Нет, я никак не могла понять: ну, «панорама снежных Гималаев» — да, а где обещанные в проспекте «зеркальные озера и благоуханье горных трав»? (На «нетронутом животном мире» я уж не настаивала.)
Как-то мы предприняли попытку повидать «девственную природу» окрестностей Раникета и добраться до знаменитой на всю Горную Индию площадки для гольфа. Мы прочитали: и виды там неописуемые, и что- то еще такое, что со всей Индии приезжают и дивятся.
Мы вышли за город, идем, озираемся благодушно, вдруг видим: с одной стороны — колючая проволока, с другой — колючая проволока. Уже одно это нам не понравилось. Хотели свернуть, взять немного левее — солдат преграждает путь: «Нельзя!»
Сюда нельзя. Туда нельзя.
За каменным забором — площадь, и сотни людей в каких-то платках сидят, скрестив ноги, в шахматном порядке.
Я говорю:
— Сними их! Наверное, они медитируют!
А Лёня:
— Что-то мне не нравится, что все медитируют под палящим солнцем, а один ходит между ними с палкой. Наверное, надсмотрщик.
Тут и я тоже стала замечать, что это не такая уж благостная картина.
— С виду медитируют, а сами устав учат из-под палки. Военный устав! — сказал Лёня. И оказался недалек от истины.
Навстречу нам с гор спускалась кучка солдат.
— Good morning, mam! — они крикнули мне весело.
— Good morning, brave Indian soldiers![14] — я отвечаю им браво.
— А! Здесь на каждом шагу военные базы! — догадался Лёня.
Колючие ограждения стали забирать вверх, отступая в горы, и на обочине дороги появилось что-то типа девственной природы. Лёня расслабился, повеселел, шагает по траве, закинув голову к верхушкам гималайских сосен, вспугивая стайки серых куропаток (в деревнях любят слушать, как куропатки перекликаются на рассвете и на закате), поэтому не заметил свернувшуюся на опушке полутораметровую змею и чуть на нее не наступил!
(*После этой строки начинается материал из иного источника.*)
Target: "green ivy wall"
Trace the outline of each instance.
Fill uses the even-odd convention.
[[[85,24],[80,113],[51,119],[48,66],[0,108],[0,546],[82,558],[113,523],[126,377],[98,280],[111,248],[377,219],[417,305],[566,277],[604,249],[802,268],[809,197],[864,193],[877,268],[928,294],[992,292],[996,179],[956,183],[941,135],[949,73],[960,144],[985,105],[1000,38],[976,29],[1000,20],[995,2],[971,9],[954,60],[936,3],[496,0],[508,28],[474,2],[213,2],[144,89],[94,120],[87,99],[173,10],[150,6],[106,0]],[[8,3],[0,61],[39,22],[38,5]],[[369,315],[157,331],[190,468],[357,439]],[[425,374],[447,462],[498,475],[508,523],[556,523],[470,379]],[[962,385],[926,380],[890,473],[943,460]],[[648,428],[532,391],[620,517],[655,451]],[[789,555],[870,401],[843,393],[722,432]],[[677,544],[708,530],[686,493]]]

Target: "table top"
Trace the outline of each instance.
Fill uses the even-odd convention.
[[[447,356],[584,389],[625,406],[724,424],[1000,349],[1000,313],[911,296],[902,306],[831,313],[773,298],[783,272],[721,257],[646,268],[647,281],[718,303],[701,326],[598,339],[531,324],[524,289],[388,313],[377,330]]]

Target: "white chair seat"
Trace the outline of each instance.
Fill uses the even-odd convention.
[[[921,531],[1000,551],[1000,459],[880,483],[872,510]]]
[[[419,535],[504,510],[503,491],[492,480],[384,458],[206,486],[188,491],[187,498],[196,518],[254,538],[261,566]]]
Вся бронзовая, с фиолетовыми пятнами, она лежала, свернувшись кольцами, грелась на солнце. Почуяв незадачливого Лёню, она с тихим шелестом заскользила под откос…
А Лёня:
— …Скорей! Сниму! Серёжке, сыну, покажу!!!
Схватил камеру и со страшным топотом бросился за ней — в траву по пояс. Законы джунглей, по которым мы последнее время жили, не позволяли мне орать. Поэтому я прошипела как можно убедительней:
— Дорогой! Может, тебе не стоит преследовать этого питона?
Мы долго шли по жаре. Я снова, в который раз, стерла ноги. У меня даже на пятках были водяные мозоли. Хотя я много могу пройти — ну, очень много! — а все-таки нет у меня навыка идти бесконечно.
Вообще у нас нет многих полезных навыков. Как моя мама в Москве отправилась в церковь, там идет служба, все то упадут на колени, то поднимутся, даже древние старушки… А мать моя, Люся, — поёт «Аллилуйя!», осеняет себя крестом очень жизнерадостно, и больше ничего. После службы к ней подошел священник, отец Александр, он у нее обычно принимает грехи. И говорит с укоризной:
— У вас совсем нет навыка стоять на коленях!..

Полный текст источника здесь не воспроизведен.